WASHINGTON, Aug. 5, 2016 - Bucking local opposition, CME Group Inc. will add a seasonal discount of $1.50 per hundredweight on live cattle tendered to its Worthing, S.D., delivery point for the October 2017 live cattle futures contract.

The extensive research supporting this decision concluded that this discount would better align delivery values with cash market prices and maintain compliance with (the Commodity Futures Trading Commission’s) policy on location price differentials, while resulting in little or no impact on local cash cattle prices,” the company said in a news release issued today.

Since CME announced it was studying the discount idea in February, livestock producers in South Dakota expressed their displeasure.

That didn’t change with the latest announcement. South Dakota Cattlemen’s Association President Todd Wilkinson said his group is “extremely disappointed.”

“Our region has the highest percentage of negotiated trade of any other major cattle feeding region and we fear the CME proposal may further jeopardize an already tenuous cash market,” Wilkinson said. “Further, the CME proposal unjustly penalizes a growing cattle feeding area without similar examinations of whether seasonal adjustments are needed at other delivery points.”

The new discount will be effective with the October 2017 contract, which will be listed for trading on Monday, Aug. 22, pending CFTC review, CME said.

“We greatly value our relationship with the cattle community and are committed to helping producers and commercial firms manage their price risk,” said Tim Andriesen, CME Group Managing Director of Agricultural Products. “Since the start of the year, we have been working with the (National Cattlemen’s Beef Association) and the broader industry to enhance our cattle futures markets. While we are announcing these changes and will continue our ongoing work with the industry, we have concerns about the lack of transparency of cash cattle markets.”

Since it opened in August 2009, the Worthing delivery point has been the destination for just over half of all deliveries tendered.
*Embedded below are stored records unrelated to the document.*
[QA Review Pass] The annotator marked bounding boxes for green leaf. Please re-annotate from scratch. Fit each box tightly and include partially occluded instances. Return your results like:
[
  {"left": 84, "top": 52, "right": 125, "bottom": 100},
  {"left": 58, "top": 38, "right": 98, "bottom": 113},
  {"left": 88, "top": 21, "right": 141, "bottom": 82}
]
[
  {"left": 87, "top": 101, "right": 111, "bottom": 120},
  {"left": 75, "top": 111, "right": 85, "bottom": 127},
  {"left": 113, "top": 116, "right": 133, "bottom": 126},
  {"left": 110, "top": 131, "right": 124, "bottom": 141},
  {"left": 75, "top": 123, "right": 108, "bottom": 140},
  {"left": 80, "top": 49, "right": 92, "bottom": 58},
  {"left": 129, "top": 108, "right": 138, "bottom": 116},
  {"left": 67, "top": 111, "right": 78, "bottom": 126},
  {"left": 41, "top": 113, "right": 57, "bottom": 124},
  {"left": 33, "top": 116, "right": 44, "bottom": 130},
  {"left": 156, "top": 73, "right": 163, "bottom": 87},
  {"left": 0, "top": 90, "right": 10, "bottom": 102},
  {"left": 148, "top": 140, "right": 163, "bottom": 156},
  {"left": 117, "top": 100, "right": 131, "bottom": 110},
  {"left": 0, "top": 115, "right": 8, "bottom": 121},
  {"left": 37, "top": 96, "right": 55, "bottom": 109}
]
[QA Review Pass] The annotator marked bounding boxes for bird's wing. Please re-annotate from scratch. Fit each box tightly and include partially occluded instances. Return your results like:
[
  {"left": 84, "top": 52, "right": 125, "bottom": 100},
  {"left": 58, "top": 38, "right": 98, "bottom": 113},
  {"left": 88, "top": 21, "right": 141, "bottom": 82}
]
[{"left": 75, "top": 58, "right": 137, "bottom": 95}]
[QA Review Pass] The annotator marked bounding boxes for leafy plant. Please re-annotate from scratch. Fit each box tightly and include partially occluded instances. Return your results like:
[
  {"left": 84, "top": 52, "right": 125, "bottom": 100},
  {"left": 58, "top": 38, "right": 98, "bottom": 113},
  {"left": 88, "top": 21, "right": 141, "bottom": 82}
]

Of the remaining 12 delivery points, Norfolk, Neb., with about 15 percent of deliveries, is the second most popular.

An analysis performed by Informa Economics for CME said the the discount “would shift the delivery burden away from areas that have a high percentage of uncommitted cattle to areas that have a lower percentage. Thus, it is reasonable to conclude that practical deliverable supply would decrease to some degree in October if the discount on Worthing is enacted.”
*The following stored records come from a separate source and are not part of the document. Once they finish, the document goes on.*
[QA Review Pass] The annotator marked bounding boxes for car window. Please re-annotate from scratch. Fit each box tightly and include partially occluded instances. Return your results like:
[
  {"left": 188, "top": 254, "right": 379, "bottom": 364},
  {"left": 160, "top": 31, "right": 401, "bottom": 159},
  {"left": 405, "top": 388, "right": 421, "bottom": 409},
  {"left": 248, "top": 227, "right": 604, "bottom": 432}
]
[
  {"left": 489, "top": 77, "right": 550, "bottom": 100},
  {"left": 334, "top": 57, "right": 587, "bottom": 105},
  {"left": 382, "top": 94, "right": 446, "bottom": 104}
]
But whether this change “would be large enough to have a material impact on basis levels or basis variability is difficult to discern prior to the implementation of the discount,” Informa said.

As for cash price, Informa said the change will likely result in a wash.

“If we use the average number of delivery cattle tendered to Worthing, (5,000 head) and assume that Norfolk and Columbus (Nebraska) will attract half of those, this leaves about 2,500 head more that will move through the local cash market,” Informa said.

“Theoretically, larger cash market supplies should translate to a lower price, all else equal,” Informa said. “However, it is also reasonable to expect packer demand for cattle in the region to increase, since packers in the area will be procuring fewer cattle via the futures delivery process and thus will have to look to the negotiated market to make up the difference.

“Increased packer demand for cattle should theoretically raise the cash price,” Informa said. “Net, net these two effects should be largely offsetting and thus it is reasonable to expect little or no material impact on negotiated cash prices” in the Iowa/Minnesota region. “Even if the supply effect dominated the demand effect, the resulting price decline would probably be very small given the relatively small number of cattle affected.”

Did you know Agri-Pulse subscribers get our Daily Harvest email and Daybreak audio Monday through Friday mornings, a 16-page newsletter on Wednesdays, and access to premium content on our ag and rural policy website? Sign up for your four-week free trial Agri-Pulse subscription.

CME also announced two other changes. From the news release:

Revised grading and quality specifications – Based on industry feedback and increasing quality grades seen in all major fed cattle regions, CME Group will update par quality grades for both live and carcass-graded deliveries to 60 percent choice and 40 percent select, from 55 percent and 45 percent respectively. Pending regulatory reviews, these changes will be effective with the October 2017 contract month.

Delayed listing of additional contracts – CME Group applauds the efforts of the industry to create additional market transparency, particularly through efforts like the recently introduced cash cattle auctions. Transparent, negotiated or auction-based cash markets are a prerequisite for effective futures markets, particularly those with physical delivery. However, only approximately 20 percent of cattle sales are negotiated in cash markets across the U.S. today with less than five percent in major producing states like Texas and Oklahoma. As a result, CME Group will delay listing any additional contract months beyond October 2017 as we continue working with the industry to evaluate ways to improve cash market transparency, review cash market developments and consider the introduction of cash-settled products if transparency does not improve.